FTS5 (full-text search) support
FTS5 is an SQLite virtual table module that provides full-text search functionality to database applications.
Is there a way to use it with sqlite-xsv? I couldn't find a way to use using csv with using fts5.
If not can some support be added?
I currently do:
.load ./xsv0
select xsv_version();
create virtual table temp.students using csv(filename="students.csv");
CREATE VIRTUAL TABLE temp.studentsfts5 USING fts5(column1, column2, column3, column4);
INSERT INTO temp.studentsfts5 SELECT * FROM temp.students;
which for my dataset(2million records, 22 columns) takes a 40 seconds while xsv only took 1 second.
Just trying to see if I can leverage this amazingly fast library.
That approach (seperate csv and fts5 virtual tables) is correct, there's no way to "combine" the two in a single table. Reading a 2 million row CSV in ~1 second with sqlite-xsv sounds about right. I think the bulk of that extra 40 seconds is coming from creating the FTS5 table.

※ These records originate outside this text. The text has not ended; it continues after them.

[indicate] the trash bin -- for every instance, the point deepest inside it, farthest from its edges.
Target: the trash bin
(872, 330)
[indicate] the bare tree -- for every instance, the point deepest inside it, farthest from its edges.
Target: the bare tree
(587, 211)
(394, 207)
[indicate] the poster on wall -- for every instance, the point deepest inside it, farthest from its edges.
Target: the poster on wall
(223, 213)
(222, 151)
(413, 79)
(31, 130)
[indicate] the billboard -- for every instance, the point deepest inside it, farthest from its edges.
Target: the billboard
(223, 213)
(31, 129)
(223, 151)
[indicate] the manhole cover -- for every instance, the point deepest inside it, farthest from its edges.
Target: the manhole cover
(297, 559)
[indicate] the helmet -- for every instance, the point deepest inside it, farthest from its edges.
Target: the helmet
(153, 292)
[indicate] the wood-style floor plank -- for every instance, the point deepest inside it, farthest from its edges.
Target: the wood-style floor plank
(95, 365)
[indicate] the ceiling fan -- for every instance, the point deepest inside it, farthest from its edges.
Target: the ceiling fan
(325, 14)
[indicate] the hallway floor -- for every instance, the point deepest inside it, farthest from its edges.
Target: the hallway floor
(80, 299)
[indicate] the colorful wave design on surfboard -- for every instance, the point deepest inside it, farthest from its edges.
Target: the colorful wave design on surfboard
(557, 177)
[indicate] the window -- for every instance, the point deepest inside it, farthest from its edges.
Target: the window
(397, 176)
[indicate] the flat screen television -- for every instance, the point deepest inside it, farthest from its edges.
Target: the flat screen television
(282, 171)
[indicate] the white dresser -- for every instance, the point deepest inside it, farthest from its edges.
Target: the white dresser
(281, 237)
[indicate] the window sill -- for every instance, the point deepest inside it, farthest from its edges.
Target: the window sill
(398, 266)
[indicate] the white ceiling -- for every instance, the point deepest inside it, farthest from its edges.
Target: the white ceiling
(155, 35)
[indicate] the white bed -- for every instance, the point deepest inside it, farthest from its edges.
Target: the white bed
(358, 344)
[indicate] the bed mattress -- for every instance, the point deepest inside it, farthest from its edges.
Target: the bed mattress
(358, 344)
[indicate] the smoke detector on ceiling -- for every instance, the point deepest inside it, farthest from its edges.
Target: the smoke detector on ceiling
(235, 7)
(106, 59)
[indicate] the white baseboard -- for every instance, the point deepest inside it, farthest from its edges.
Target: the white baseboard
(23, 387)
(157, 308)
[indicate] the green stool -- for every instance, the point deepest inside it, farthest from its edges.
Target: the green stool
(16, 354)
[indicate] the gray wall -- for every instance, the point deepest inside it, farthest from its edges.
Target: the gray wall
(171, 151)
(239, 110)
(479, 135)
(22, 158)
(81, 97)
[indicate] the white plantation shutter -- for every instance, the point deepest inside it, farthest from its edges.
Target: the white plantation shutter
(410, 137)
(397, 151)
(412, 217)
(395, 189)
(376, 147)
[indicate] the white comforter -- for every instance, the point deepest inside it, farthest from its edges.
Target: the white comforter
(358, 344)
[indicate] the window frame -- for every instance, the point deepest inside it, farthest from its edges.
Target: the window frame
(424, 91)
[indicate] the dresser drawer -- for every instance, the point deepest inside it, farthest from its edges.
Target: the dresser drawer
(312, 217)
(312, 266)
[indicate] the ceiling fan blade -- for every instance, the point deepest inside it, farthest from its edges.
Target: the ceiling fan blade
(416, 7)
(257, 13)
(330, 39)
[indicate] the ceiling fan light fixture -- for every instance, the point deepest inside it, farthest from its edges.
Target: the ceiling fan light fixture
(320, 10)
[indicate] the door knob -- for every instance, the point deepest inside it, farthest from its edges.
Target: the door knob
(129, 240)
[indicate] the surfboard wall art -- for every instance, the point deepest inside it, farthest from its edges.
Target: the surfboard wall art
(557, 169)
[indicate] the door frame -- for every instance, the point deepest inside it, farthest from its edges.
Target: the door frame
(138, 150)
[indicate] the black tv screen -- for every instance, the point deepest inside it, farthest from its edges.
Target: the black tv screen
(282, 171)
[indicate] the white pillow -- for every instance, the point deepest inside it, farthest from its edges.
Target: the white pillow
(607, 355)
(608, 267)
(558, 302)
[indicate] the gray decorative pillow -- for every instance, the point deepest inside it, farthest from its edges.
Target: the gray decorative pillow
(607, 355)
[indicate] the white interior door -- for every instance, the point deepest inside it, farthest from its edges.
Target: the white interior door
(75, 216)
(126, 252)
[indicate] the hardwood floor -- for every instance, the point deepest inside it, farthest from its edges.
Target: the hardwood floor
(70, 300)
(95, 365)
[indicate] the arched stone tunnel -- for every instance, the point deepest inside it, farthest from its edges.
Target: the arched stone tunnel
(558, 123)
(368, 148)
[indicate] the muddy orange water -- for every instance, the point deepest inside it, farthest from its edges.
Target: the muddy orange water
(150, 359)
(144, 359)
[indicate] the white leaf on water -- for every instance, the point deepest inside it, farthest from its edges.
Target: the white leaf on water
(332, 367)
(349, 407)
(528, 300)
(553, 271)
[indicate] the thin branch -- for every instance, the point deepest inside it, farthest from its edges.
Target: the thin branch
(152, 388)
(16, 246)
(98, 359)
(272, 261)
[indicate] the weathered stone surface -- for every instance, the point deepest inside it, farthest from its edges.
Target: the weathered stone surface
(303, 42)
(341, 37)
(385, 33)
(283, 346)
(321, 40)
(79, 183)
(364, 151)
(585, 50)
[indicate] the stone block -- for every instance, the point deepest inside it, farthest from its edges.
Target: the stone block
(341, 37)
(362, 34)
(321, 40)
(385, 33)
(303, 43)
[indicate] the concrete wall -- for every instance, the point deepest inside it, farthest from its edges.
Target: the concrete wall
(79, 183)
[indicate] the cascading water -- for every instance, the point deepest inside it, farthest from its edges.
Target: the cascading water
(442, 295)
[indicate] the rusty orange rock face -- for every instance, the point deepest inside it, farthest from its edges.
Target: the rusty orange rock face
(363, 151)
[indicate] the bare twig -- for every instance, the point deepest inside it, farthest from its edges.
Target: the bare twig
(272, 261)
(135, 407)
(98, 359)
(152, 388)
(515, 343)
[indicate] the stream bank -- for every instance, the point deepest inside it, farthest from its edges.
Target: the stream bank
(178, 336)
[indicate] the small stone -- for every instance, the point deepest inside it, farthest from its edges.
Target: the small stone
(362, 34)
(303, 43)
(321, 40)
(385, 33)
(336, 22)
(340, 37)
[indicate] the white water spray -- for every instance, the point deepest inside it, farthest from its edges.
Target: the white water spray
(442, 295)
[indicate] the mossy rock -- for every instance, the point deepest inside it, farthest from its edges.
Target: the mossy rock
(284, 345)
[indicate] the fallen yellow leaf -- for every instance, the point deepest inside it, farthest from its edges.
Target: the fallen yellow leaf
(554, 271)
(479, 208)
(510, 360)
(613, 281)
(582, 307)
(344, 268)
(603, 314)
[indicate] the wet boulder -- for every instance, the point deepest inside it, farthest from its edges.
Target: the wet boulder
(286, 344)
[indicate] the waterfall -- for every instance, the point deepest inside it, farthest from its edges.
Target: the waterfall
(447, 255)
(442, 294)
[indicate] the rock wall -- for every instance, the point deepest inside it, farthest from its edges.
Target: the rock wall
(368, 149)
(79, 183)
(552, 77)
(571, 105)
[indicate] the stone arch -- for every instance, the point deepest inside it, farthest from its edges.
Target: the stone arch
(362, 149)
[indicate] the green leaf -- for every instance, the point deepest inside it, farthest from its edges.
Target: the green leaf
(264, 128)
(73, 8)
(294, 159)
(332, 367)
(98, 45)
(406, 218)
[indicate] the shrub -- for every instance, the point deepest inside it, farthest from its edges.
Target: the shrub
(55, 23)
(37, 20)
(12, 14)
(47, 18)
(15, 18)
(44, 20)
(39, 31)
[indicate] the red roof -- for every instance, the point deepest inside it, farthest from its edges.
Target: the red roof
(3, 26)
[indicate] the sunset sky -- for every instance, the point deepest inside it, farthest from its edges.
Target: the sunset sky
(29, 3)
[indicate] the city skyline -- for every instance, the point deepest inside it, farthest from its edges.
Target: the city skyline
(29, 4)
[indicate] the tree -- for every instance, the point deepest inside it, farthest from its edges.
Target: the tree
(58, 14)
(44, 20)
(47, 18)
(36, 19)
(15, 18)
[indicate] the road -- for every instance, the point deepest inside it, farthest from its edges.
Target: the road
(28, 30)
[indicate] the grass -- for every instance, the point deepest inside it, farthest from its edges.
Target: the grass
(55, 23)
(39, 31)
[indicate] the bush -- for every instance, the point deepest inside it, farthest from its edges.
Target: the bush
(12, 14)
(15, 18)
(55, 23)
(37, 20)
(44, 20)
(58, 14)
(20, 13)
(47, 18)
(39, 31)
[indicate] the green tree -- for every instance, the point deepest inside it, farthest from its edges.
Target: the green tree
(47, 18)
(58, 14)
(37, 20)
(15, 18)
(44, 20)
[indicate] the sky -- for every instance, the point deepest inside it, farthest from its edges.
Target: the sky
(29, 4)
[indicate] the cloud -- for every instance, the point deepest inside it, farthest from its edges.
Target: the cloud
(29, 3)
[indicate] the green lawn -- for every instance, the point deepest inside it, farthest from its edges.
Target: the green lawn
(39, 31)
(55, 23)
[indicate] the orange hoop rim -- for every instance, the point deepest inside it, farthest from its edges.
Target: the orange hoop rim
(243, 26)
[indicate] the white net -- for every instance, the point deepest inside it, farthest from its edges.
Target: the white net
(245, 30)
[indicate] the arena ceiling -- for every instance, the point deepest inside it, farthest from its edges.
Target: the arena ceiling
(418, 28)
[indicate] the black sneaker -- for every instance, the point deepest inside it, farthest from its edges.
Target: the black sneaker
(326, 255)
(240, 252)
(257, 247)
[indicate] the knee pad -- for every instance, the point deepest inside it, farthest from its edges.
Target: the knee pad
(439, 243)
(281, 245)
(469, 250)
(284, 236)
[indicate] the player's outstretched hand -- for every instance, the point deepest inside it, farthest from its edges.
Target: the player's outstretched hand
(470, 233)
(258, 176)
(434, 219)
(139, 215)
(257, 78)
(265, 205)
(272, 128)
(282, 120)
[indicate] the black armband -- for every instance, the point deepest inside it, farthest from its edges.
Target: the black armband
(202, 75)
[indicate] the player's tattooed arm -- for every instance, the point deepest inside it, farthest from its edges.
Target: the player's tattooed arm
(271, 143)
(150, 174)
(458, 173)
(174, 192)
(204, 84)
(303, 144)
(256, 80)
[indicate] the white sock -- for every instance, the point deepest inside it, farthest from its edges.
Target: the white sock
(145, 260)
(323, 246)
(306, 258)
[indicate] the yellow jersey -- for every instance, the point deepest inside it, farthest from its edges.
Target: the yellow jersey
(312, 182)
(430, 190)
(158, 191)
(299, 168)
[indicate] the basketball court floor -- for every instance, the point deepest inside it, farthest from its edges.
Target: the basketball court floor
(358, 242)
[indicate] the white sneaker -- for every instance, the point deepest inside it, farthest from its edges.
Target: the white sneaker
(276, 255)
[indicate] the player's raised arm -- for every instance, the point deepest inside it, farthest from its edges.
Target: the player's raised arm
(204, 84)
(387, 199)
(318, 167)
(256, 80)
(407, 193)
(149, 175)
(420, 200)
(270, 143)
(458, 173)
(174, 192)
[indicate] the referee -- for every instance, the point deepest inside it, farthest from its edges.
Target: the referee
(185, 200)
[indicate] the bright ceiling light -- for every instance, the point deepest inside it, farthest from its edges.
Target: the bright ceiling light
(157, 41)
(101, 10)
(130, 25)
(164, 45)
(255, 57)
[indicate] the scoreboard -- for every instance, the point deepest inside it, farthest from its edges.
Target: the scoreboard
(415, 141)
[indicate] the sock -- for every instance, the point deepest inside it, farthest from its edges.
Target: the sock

One approach to confirm this: insert the CSV data into another table first.
.timer on
.load ./xsv0
create virtual table temp.csv_students using csv(filename="students.csv");
create table students as select * from temp.csv_students;
create virtual table fts_students using fts5(col1, col2, ...);
insert into fts_students select * from students;
The .timer on here is key - it'll show how long each step will take. My guess is that the create table students as ... should take ~1-3 seconds, since it's directly reading the CSV into a regular table with sqlite-xsv. My guess is that the last line, insert into fts_students, will take a long time (>30 seconds), because it's building the FTS5 index from scratch.
Let me know how it goes!
That approach (seperate csv and fts5 virtual tables) is correct, there's no way to "combine" the two in a single table. Reading a 2 million row CSV in ~1 second with sqlite-xsv sounds about right. I think the bulk of that extra 40 seconds is coming from creating the FTS5 table.
You are correct. I had confirmed it already that was the insert command that was taking time. Sorry about not making it clear earlier.
I was trying to find if there was a fast alternative way to do it.